Judge Seibel issued her answer to the defendants’ request on February 23, 2016. It is reproduced in its entirety below.
“Based on the parties’ submissions, it seems that Mr. McCauley (inadvertently or not) violated CMO 21 in his ex parte conversation with Dr. Archibald. It is hard to imagine what other conclusion can be drawn from Dr. Archibald’s testimony that her understanding, based on conversation with Mr. McCauley, is that the “premise” of Plaintiff Miller’s case is that the Mirena migrated after insertion and that the Mirena literature does not include that possibility as a risk. While it is fair game for Plaintiff’s counsel to discuss the doctor’s treatment of the Plaintiff, the doctor’s views (if any) regarding when her patient’s perforation or migration occurred, and her understanding of the Mirena warnings, it is not fair game to let the doctor know in advance that Plaintiff’s counsel is taking the position in court that the patient suffered a post-insertion injury about which Defendant failed to warn.
I do not believe, however, that there is a pattern of “woodshedding” violations that would justify requiring the requested certification from all counsel in the SDP, Hayes and Danley cases.

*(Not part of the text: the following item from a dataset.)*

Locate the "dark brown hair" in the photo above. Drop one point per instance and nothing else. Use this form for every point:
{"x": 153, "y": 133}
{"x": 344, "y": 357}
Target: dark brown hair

I did not find that Mr. Childers [attorney for plaintiff Violet Adams] violated CMO 21’s “woodshedding” provision, and so widespread relief seems premature. I will, however, require that all Plaintiffs’ counsel in the Miller case provide the requested certification as to Miller and, if they are counsel in Hayes, Danley or any SDP case, as to those cases as well. The certification shall be provided to Defendants’ counsel by February 28, 2016.
The Plaintiffs’ leadership is directed to alert all Plaintiffs’ counsel to the possibility that discovery of additional violations may result in the striking of cases from the IDP or SDP and/or modification of CMO 21.
The Clerk of Court is respectfully directed to docket this endorsement in 13-CV-1168, 13-MD-2434, and 13- MC-2434.”